Yeah, I'd like to understand what this solves a bit better. Here I update Cargo.toml over in ptex without doing anything that might regen the lock and get no error:

jsirois@Gill-Windows:~/dev/a-scie/ptex (CI/ensure-lock *) $ git diff
diff --git a/Cargo.toml b/Cargo.toml
index a6a4bee..32ac308 100644
--- a/Cargo.toml
+++ b/Cargo.toml
@@ -20,7 +20,7 @@ codegen-units = 1

 [dependencies]
 anyhow = "1.0"
-indicatif = "0.17"
+indicatif = "0.17.1"
 serde = { version = "1.0", features = ["derive"] }
 serde_json = "1.0"
 url = "2.4"
jsirois@Gill-Windows:~/dev/a-scie/ptex (CI/ensure-lock *) $ cargo check --all --locked
    Checking package v0.2.0 (/home/jsirois/dev/a-scie/ptex/package)
    Checking ptex v0.7.0 (/home/jsirois/dev/a-scie/ptex)
    Finished dev [unoptimized + debuginfo] target(s) in 0.48s
jsirois@Gill-Windows:~/dev/a-scie/ptex (CI/ensure-lock *) $ echo $?
0
$ git grep -A1 indicatif Cargo.lock
Cargo.lock:name = "indicatif"
Cargo.lock-version = "0.17.6"
--
Cargo.lock: "indicatif",
Cargo.lock- "serde",

So it appears all --locked does is run using the lock, it does not update the lock based on Cargo.toml having changed. That, I'd think, is what you really want to check. That people don't just edit Cargo.toml deps, commit and push without ever actually testing anything via cargo {check,test,build,...} which updates the lock as-needed.

[jsirois]

Ok, maybe cargo is just buggy or I don't understand version numbers. Although my example above fails to fail - which seems wrong to me, simpler examples, like adding a new dep to Cargo.toml, do fail when using --locked. I'm ambivalent, some automation just lets you seem to go faster when you should just slow down.

[huonw]

That people don't just edit Cargo.toml deps, commit and push without ever actually testing anything via cargo {check,test,build,...} which updates the lock as-needed.
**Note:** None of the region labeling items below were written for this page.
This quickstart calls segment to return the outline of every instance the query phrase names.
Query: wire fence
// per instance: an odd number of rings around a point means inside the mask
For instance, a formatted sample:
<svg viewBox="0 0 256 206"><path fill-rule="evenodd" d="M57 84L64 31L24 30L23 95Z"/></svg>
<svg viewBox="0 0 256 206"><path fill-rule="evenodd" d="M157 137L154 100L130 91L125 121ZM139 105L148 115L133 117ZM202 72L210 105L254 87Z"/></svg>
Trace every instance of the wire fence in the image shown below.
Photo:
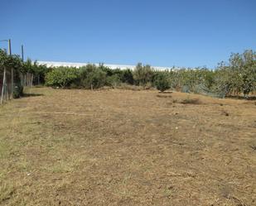
<svg viewBox="0 0 256 206"><path fill-rule="evenodd" d="M0 69L0 104L20 97L24 87L33 85L32 74L22 74L15 69Z"/></svg>

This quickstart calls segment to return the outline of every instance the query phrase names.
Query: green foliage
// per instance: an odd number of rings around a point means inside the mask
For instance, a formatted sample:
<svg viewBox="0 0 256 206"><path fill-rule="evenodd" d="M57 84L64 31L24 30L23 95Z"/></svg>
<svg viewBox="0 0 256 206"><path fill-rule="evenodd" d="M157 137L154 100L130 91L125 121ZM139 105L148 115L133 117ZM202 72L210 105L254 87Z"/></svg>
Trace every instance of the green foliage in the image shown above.
<svg viewBox="0 0 256 206"><path fill-rule="evenodd" d="M108 76L106 79L106 84L112 88L116 88L120 86L121 79L118 74L114 74L112 76Z"/></svg>
<svg viewBox="0 0 256 206"><path fill-rule="evenodd" d="M123 70L120 79L123 83L126 83L129 84L134 84L134 79L133 79L133 75L131 69L128 69Z"/></svg>
<svg viewBox="0 0 256 206"><path fill-rule="evenodd" d="M232 54L228 65L220 64L215 85L225 94L243 93L247 97L256 89L256 53Z"/></svg>
<svg viewBox="0 0 256 206"><path fill-rule="evenodd" d="M169 89L171 86L167 74L163 72L158 74L155 80L155 85L161 92Z"/></svg>
<svg viewBox="0 0 256 206"><path fill-rule="evenodd" d="M66 88L78 77L79 71L76 68L58 67L47 73L46 84L51 87Z"/></svg>
<svg viewBox="0 0 256 206"><path fill-rule="evenodd" d="M154 71L150 65L142 65L138 63L133 71L133 79L137 85L145 86L147 83L152 81Z"/></svg>
<svg viewBox="0 0 256 206"><path fill-rule="evenodd" d="M20 84L17 84L14 85L12 97L13 98L18 98L22 96L23 96L23 87Z"/></svg>
<svg viewBox="0 0 256 206"><path fill-rule="evenodd" d="M106 84L106 73L99 69L95 69L88 73L85 79L81 79L82 85L85 89L99 89Z"/></svg>

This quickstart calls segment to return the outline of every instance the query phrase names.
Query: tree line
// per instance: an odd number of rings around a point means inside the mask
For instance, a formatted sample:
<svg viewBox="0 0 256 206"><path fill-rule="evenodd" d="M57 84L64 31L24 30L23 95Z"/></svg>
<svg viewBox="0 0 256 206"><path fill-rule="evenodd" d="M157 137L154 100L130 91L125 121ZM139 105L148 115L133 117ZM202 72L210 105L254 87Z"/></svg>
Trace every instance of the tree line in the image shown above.
<svg viewBox="0 0 256 206"><path fill-rule="evenodd" d="M205 93L216 97L239 95L245 97L256 90L256 53L252 50L231 54L227 63L221 62L215 69L205 67L156 70L138 63L133 70L112 69L103 64L75 67L47 68L29 59L22 62L18 55L7 55L0 50L0 86L3 69L14 72L17 86L45 84L62 89L96 89L104 86L122 88L125 85L160 91Z"/></svg>

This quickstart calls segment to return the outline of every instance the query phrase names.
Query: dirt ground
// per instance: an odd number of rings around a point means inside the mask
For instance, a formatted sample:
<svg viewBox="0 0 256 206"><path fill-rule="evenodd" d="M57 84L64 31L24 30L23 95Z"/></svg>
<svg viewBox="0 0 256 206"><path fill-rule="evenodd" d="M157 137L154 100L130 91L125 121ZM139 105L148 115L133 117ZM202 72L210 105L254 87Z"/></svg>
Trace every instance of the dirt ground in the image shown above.
<svg viewBox="0 0 256 206"><path fill-rule="evenodd" d="M256 205L256 101L28 93L0 107L0 205Z"/></svg>

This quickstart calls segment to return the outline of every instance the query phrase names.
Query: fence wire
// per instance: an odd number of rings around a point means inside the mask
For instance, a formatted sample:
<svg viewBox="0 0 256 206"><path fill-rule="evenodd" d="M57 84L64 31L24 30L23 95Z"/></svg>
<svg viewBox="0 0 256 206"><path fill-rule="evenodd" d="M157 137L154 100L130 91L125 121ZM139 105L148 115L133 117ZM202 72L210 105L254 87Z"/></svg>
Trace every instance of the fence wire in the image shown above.
<svg viewBox="0 0 256 206"><path fill-rule="evenodd" d="M33 74L22 74L12 69L0 68L0 104L17 98L24 87L33 85Z"/></svg>

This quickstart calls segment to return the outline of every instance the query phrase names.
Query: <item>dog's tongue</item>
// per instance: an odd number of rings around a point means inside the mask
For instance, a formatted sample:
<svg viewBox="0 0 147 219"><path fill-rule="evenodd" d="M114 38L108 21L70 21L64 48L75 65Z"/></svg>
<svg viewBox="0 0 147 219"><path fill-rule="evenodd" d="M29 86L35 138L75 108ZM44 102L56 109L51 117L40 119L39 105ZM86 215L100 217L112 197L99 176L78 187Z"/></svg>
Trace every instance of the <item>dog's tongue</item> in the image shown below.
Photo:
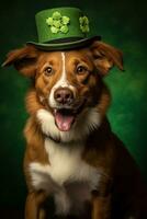
<svg viewBox="0 0 147 219"><path fill-rule="evenodd" d="M74 123L75 116L64 114L61 112L55 113L55 122L59 130L68 131Z"/></svg>

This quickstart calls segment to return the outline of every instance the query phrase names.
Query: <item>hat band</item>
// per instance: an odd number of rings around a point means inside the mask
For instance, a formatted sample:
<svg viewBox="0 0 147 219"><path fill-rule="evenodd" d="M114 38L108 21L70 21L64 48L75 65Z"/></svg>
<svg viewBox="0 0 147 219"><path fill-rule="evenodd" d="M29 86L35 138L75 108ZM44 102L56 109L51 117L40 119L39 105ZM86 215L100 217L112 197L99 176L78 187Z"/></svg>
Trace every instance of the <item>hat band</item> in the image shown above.
<svg viewBox="0 0 147 219"><path fill-rule="evenodd" d="M44 42L44 44L60 44L60 43L70 43L83 39L83 37L67 37L67 38L56 38L52 41Z"/></svg>

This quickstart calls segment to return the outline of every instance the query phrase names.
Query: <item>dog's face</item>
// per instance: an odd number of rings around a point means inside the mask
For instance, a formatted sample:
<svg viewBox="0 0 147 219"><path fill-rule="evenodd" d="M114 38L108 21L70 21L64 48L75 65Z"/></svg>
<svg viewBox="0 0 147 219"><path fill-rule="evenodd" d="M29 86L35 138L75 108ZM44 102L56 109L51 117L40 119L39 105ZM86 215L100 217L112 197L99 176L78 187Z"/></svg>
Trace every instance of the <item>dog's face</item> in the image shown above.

Yeah, this mistaken workflow is what it's catching. It happened in practice for me in pantsbuild/scie-pants#290 with bumping the package version (yes, I know scie-pants the release procedure says do a cargo run ..., but humans make mistakes all the time).

Ok, maybe cargo is just buggy or I don't understand version numbers

I believe cargo only checks the lockfile versions match the input ranges, and this is all that it can do, given what's in the lockfile.
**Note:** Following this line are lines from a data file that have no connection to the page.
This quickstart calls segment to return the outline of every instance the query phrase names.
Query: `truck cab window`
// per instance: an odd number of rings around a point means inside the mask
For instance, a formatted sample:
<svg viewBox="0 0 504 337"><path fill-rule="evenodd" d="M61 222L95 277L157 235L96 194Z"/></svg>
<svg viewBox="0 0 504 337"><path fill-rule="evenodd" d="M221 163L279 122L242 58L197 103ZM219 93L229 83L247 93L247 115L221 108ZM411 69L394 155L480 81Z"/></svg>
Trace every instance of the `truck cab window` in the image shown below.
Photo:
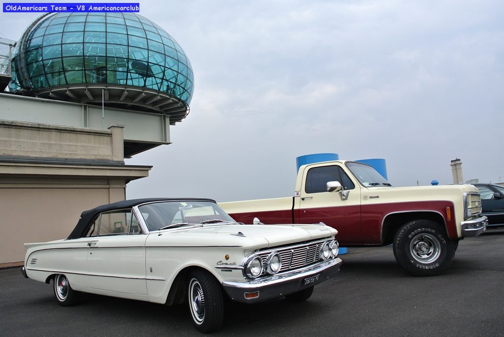
<svg viewBox="0 0 504 337"><path fill-rule="evenodd" d="M337 165L313 167L308 171L304 191L321 193L327 191L328 181L339 181L345 189L353 189L355 185L343 169Z"/></svg>

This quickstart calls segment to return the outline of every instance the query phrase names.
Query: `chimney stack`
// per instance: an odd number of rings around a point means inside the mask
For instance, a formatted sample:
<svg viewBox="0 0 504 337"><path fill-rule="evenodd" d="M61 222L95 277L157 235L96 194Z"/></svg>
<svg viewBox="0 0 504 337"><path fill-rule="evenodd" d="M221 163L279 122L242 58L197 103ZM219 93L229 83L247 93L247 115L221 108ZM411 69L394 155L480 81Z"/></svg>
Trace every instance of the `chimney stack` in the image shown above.
<svg viewBox="0 0 504 337"><path fill-rule="evenodd" d="M450 166L452 167L452 173L453 174L453 183L463 184L464 178L462 177L462 162L457 158L452 161Z"/></svg>

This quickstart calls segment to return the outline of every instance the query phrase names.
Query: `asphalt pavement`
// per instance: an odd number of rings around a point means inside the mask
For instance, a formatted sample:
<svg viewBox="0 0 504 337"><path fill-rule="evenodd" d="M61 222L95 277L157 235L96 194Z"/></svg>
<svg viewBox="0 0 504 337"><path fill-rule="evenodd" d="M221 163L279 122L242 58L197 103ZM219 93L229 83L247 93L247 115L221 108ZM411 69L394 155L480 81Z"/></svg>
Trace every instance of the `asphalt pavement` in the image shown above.
<svg viewBox="0 0 504 337"><path fill-rule="evenodd" d="M411 276L392 247L350 248L339 275L307 301L228 303L216 336L504 335L504 229L459 245L442 275ZM203 335L184 306L86 294L64 307L52 284L0 270L0 336Z"/></svg>

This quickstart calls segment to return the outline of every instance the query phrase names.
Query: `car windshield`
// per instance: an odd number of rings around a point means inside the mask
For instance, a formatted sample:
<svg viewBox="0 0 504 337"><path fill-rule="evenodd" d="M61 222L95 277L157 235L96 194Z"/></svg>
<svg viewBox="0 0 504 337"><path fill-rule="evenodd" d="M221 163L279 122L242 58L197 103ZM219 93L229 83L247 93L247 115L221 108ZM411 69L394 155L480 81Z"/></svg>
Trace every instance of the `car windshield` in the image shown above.
<svg viewBox="0 0 504 337"><path fill-rule="evenodd" d="M236 223L211 201L167 201L141 205L138 209L150 232L191 225Z"/></svg>
<svg viewBox="0 0 504 337"><path fill-rule="evenodd" d="M359 182L365 187L375 186L392 186L372 166L354 162L347 163L346 166L353 173L355 178L359 180Z"/></svg>

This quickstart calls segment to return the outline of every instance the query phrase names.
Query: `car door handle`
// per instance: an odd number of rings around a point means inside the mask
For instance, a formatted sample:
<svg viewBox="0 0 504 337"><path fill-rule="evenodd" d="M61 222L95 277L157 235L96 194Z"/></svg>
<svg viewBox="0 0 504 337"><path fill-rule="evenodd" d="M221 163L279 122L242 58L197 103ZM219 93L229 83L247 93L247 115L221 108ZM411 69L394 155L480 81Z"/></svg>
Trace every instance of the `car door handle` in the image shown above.
<svg viewBox="0 0 504 337"><path fill-rule="evenodd" d="M95 247L96 245L96 242L98 241L89 241L88 242L88 247Z"/></svg>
In this case, 0.17.6 is compatible with both 0.17 and 0.17.1: in Cargo, unqualified versions are equivalent to having the ^ semver-compatible qualifier, e.g. ^0.17.1. Changing the requirement to an exact specifier like =0.17.1 indeed results in a change to Cargo.lock without --locked, and the the lock file .../ptex/Cargo.lock needs to be updated but --locked was passed to prevent this error with --locked.

(The lockfiles are moderately carefully optimised to reduce merge conflicts (rust-lang/cargo#7070), and in particular try not to have a central listing of info. E.g. they don't record the input requirements, only the resolved result.)

[jsirois]

Hrm, OK. I think if you have a situation where 2 humans make a mistake and it still gets by, that's again a reason to seriously pause. Both you and the reviewer missed this. That, in my mind, puts alot in question that the automation will just paper over.

SGTM though, but be careful out there in scie-pants land!